Resources

We conclude each chapter with links to additional resources. In this introduction, these are pointers to the materials and software requirements of this book, as well as related resources on R (R Core Team, 2024) and the tidyverse (Wickham et al., 2019).

This book and course

Resources related to this book and course at the University of Konstanz, 2023:

uni.kn

Textbook

The textbook for this course is Data Science for Psychologists (Neth, 2023):

Some topics not covered here contain pointers to R for Data Science (Wickham & Grolemund, 2017) and its 2nd edition (Wickham, Çetinkaya-Rundel, & Grolemund, 2023).

Software and packages

Working through this book assumes an installation of three types of software programs:

  1. An R engine: The R project for statistical computing is the origin of all things R. A current distribution of R — e.g., R version 4.4.1 (2024-06-14) — for your machine can be downloaded from one if its mirrors.

  2. An R interface: The RStudio IDE (by Posit) provides an integrated development environment (IDE) for R.6

  3. Additional tools: The R packages of the tidyverse (Wickham, 2023) and ds4psy (Neth, 2023).

Language references

As the R language, every R package, and every R function, are extensively documented, the best strategy to answer a question is to consult an official source of reference (rather than doing an internet search). While the official references of the R language can initially be intimidating, they are the most authoritative and often the fastest way of finding answers:

  • Most questions concerning details of R can be settled by reading the R Language Definition that is available from the Help page of any R system.

  • The details of particular functions are best resolved by studying the function’s documentation. For a function named foo, its documentation can be shown by evaluating ?foo. Even when some of the documentation may be hard to understand, working through the Examples is usually helpful.

  • For a general collection of materials and scripts, see The R Manuals and other documentation. Corresponding links are provided on the main Help page of any R system.

The RStudio IDE

The distinctions between R, R packages, and RStudio are somewhat confusing at first and will be explained in more detail in Chapter 1: Basic R concepts and commands (see Section 1.1.3). At this point, it is good to know that we can interact with R and manage our R packages within the RStudio IDE. Given the large variety of functions and levels, this interface is divided into many sub-windows that can be arranged and expanded in various ways. To get started, we only need to distinguish between the main Editor window (typically located on the top left), the Console (for entering R commands), and a few auxiliary windows that may display outputs (e.g., a Viewer for showing visualizations) and provide information on our current Environment or the Packages available on our computer. A useful window is Help: Although its main page provides mostly links to online materials, any R package contains detailed documentations on and examples of its functions that can be browsed in this window.
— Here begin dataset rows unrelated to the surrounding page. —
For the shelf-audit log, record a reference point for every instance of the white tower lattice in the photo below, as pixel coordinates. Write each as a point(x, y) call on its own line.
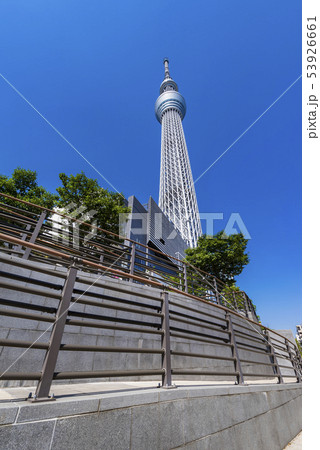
point(177, 196)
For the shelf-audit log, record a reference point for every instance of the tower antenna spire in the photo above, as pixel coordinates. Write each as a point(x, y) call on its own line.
point(166, 68)
point(177, 195)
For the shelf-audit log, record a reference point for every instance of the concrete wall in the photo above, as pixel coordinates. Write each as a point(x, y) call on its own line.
point(20, 329)
point(232, 418)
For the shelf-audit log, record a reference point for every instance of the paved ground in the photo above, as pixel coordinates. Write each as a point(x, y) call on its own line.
point(295, 444)
point(73, 389)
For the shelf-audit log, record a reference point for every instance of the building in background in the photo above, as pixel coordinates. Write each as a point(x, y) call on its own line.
point(299, 334)
point(174, 224)
point(177, 196)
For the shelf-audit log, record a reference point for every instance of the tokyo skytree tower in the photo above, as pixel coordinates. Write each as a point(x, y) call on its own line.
point(177, 196)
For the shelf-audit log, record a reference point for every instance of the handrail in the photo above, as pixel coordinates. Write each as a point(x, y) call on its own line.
point(163, 286)
point(152, 264)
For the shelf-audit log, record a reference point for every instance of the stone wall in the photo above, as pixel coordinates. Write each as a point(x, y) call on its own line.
point(235, 418)
point(20, 360)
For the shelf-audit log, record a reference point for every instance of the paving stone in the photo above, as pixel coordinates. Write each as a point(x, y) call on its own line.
point(59, 408)
point(31, 436)
point(107, 430)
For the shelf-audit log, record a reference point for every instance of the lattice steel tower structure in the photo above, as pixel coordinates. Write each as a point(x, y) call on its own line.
point(177, 196)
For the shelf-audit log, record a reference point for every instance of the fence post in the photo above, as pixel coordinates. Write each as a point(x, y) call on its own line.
point(133, 258)
point(298, 375)
point(245, 304)
point(235, 354)
point(165, 342)
point(185, 277)
point(216, 291)
point(35, 234)
point(50, 360)
point(273, 358)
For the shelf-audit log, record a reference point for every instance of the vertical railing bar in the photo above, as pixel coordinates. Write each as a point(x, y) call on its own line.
point(23, 238)
point(273, 358)
point(185, 278)
point(35, 234)
point(245, 303)
point(50, 360)
point(216, 291)
point(235, 353)
point(292, 361)
point(132, 260)
point(165, 342)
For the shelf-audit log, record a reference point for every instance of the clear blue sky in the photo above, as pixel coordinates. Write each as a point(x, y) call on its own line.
point(94, 68)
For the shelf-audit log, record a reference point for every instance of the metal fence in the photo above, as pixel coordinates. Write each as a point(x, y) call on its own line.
point(56, 231)
point(157, 312)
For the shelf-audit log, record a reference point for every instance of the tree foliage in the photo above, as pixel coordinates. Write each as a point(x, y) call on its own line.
point(23, 184)
point(220, 255)
point(104, 205)
point(76, 193)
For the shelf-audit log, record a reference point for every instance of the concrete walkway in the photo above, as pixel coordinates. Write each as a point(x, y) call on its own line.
point(295, 444)
point(95, 388)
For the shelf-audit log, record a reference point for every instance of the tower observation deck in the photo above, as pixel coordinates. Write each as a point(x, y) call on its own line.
point(177, 196)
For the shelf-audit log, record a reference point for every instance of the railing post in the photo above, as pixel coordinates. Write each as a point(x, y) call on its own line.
point(165, 342)
point(273, 358)
point(245, 304)
point(216, 291)
point(185, 277)
point(292, 361)
point(35, 234)
point(50, 360)
point(132, 260)
point(235, 304)
point(235, 354)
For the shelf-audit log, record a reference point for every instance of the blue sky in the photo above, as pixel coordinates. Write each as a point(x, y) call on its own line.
point(93, 69)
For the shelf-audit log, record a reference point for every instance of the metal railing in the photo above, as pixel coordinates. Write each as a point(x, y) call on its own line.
point(233, 344)
point(37, 225)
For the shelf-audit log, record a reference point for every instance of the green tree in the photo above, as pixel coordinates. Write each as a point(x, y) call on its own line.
point(81, 191)
point(23, 184)
point(220, 255)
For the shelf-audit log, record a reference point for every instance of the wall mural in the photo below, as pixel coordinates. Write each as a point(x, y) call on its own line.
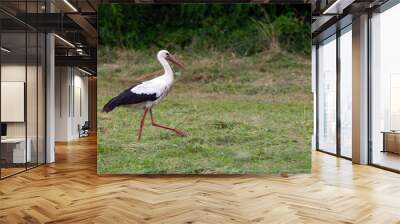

Figure 0.4 shows the Posit cheatsheets on the RStudio IDE and illustrates that there are dozens of other functions available. As you get more experienced, you will discover lots of nifty features and shortcuts. Especially foldable sections and keyboard shortcuts (see Alt + Shift + K for an overview) can make your life in R a lot easier. But don’t let the abundance of options overwhelm you — I have yet to meet a person who needs or uses all of them.

The RStudio IDE (from Posit cheatsheets).

Figure 0.4: The RStudio IDE (from Posit cheatsheets).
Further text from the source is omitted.